On May 19, 2020, Preservation Virginia, the Commonwealth’s leading preservation advocate, officially added Loudoun’s extensive network of unpaved rural roads to its “Most Endangered Historic Sites” listing.
Of the roads network, Preservation Virginia states:
“Bordered by trees and punctuated by stone walls, sunken lanes, cemeteries, mills and other historic sites, western Loudoun County’s network of rural roads is largely unchanged, a living museum of 300 miles of gravel roadways that traverse the Loudoun Valley.
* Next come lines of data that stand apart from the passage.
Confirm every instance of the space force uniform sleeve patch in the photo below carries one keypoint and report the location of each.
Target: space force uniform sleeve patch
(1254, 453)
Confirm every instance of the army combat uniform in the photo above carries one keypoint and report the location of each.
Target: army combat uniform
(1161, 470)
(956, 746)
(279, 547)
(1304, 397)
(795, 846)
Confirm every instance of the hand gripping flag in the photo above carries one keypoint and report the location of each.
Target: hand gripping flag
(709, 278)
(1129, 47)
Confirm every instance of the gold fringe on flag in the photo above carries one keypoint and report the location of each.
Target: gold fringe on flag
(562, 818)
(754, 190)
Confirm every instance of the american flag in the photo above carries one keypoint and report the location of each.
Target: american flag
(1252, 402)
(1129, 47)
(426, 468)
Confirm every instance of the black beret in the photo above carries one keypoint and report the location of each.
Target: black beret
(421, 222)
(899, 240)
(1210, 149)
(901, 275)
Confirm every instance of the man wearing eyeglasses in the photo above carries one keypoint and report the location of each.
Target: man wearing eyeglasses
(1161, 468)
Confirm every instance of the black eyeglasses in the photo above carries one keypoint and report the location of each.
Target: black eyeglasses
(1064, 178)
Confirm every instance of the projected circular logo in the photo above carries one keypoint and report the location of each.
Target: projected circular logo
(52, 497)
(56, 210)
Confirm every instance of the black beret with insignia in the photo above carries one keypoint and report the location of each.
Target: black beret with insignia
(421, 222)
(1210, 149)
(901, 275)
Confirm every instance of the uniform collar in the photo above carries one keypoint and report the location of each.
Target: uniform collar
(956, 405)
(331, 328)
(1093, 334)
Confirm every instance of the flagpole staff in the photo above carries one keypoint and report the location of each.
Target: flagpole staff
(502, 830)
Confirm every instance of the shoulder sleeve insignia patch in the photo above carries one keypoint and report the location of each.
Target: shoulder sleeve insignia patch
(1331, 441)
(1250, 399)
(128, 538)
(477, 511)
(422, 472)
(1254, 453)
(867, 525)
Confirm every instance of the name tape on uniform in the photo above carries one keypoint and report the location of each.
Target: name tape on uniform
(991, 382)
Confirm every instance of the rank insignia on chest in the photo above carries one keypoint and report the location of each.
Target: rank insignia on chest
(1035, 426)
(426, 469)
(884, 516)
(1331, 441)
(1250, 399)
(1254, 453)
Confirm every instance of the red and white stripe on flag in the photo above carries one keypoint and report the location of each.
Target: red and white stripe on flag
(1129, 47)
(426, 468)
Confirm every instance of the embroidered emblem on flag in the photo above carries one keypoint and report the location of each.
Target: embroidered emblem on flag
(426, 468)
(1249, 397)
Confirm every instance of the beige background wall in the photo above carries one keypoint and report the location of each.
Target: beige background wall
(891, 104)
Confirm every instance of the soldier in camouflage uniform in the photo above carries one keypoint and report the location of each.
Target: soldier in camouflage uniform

The changing lifestyle of parts of the county from agrarian to commuter need not be an obstacle to protecting the historic road network, the scenic and environmental resources and disappearing agrarian traditions.”
This important recognition of the road network’s value and the threats to it is largely the work of Jane Covington, a member of both the Coalition’s Rural Roads Committee and America’s Routes (our program of research, education and information about our roads) – and of support for the listing by Robert Pollard and the Heritage Commission.
“We hope this event will aid us in building awareness of the significance of our network of 18th and 19th century unpaved roads and of the potential damage to them from misguided efforts to suburbanize our rural community,” said Mitch Diamond also a member of both the Rural Roads Committee and America’s Routes.
This local nonprofit’s work to protect Loudoun’s rural roads includes a 2019 documentary, “The Long Road Home,” which was awarded an Emmy in 2019. The video also was a regional winner of the prestigious Edward R. Murrow award for Excellence in Video.